What does the future look like for a teen who has been “everywhere”? Do you have any plans for personal travel as you grow into an adult?

As far as business goes, a teen who’s been a lot of places has a really good chance for the future. People are looking for out of the box kids who have a pretty wide mindset. Also, a lot of jobs are international, and we’ll be dealing with many different cultures, so a kid who’s grown up all over the world would be able to handle themselves with more ease than a kid who’s grown up in the American system. That being said, business is not the only thing traveling teens will use their experiences for in the future. An open mindset is useful in everyday life as well, especially when relating to your neighbors or breaking out of the normal groove of American life and going on to live your own dreams.

I know you have a long time to think about it but, as of now, do you think you would consider raising your own family on the road?

Definitely. I don’t think I’d want to be raised any other way, and it would be really cool to give my kids a similar experience. I know I’ve learned way more about the world than I would have if we’d stayed at home, and if I have kids I would want them to see the world and realize that there’s more out there than the little town they were born in. Besides, I don’t think I could stay off the road long enough to raise a family!

If you could set the record straight on just one misconception about traveling teens/families, what would it be? 

That just because we’re traveling around the world and aren’t living normal lives, among other normal kids, means we’re socially awkward and unable to handle ourselves within American society. This misconception has always seemed a bit ridiculous to me. After all, we’re able to handle ourselves throughout many different cultures, in situations where we don’t even speak the language or even know what the particular rules of a certain society are, but we’re supposedly unable to cope when in a culture where everything is familiar? How ridiculous is that? If anything, teens and kids who travel are more capable of being social, because we know what it’s like to be the odd one out.

Is there anything else that we have not touched on that you really want people to know about long-term traveling teens/families?
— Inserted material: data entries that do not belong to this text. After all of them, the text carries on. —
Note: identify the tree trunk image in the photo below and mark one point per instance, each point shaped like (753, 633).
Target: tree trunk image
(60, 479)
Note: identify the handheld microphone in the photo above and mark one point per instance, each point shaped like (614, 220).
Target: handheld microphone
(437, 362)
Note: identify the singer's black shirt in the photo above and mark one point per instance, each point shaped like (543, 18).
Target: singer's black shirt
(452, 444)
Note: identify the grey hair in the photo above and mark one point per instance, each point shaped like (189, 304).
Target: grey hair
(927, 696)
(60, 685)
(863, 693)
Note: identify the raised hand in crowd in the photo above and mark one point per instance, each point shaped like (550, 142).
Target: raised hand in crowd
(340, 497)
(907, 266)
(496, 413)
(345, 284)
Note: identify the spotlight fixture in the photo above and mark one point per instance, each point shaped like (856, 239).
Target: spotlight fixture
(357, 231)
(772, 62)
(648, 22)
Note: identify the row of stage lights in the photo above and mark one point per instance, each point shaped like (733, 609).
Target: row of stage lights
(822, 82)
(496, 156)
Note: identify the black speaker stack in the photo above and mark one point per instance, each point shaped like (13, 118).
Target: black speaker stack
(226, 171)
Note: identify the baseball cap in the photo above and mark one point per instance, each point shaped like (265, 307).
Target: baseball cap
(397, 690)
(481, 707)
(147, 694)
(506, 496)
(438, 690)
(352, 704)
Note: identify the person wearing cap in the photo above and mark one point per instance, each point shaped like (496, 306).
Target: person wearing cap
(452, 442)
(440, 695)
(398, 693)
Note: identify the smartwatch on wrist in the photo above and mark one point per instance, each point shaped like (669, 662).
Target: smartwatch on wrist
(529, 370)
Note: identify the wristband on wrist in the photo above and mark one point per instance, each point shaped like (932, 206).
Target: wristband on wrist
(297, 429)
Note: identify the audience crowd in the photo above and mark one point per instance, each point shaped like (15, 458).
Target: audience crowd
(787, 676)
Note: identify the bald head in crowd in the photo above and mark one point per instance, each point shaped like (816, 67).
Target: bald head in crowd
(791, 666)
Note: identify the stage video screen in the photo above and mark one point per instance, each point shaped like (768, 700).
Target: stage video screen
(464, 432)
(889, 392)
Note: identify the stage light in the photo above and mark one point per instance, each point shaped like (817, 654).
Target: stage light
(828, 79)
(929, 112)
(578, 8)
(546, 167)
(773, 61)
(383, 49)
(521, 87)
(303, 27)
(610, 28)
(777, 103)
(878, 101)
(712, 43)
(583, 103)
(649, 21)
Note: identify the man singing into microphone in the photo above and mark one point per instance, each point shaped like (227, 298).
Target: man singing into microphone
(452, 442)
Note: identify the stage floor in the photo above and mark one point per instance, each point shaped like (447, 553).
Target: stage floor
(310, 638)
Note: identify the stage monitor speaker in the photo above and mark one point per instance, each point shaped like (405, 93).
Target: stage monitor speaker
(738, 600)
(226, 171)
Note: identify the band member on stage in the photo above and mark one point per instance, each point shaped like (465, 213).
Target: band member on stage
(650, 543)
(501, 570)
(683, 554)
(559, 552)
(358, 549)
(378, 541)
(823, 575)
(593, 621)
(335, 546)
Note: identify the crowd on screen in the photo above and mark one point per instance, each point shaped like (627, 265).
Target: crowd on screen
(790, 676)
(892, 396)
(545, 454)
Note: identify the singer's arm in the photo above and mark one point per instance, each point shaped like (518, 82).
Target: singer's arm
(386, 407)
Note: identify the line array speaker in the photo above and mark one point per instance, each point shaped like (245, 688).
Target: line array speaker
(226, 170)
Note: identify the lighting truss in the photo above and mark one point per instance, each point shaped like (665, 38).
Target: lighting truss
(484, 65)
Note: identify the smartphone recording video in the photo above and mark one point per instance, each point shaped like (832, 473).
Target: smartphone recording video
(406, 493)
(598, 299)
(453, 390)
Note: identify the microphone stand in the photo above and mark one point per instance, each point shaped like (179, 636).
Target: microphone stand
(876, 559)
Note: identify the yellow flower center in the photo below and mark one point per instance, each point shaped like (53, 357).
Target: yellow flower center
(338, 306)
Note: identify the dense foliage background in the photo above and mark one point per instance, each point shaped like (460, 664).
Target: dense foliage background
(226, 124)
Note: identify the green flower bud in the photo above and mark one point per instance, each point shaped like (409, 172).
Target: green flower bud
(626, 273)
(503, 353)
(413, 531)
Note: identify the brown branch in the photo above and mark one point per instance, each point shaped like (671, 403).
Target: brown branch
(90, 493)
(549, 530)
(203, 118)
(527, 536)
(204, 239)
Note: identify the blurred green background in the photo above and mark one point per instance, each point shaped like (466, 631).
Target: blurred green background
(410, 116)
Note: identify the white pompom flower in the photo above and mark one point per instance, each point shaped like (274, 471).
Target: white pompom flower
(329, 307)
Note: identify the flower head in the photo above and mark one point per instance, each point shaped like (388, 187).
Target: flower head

One thing I hear from a lot of parents is that they’re afraid their kids won’t remember things, or enjoy traveling, and that the whole thing would in the end be a waste of time and money. You should know that this is not true, in any way. I can remember our travels back from when I was five, and my youngest brother often brings up random details over dinner concerning our trips from when he was three. So we do remember things, just as much as adults do, just not always the same things. Also, everyone has days where they really wish they were at home, on the couch, with a cup of tea, and not riding a crazy third world bus in hellish heat, with a chicken on their laps. Everyone who’s traveled long enough has a bad day. But let’s face it, people who stay home have those days too! Your kids will thank you for traveling in the end, trust me.

And there you have it. An articulate, thoughtful, enrolled-in-college-early 16 year old who has spent the better part of her life traveling. Did her thoughts change your mind or confirm what you already thought? Would you like to hear more from other traveling kids and teens? What questions would you ask a young traveler?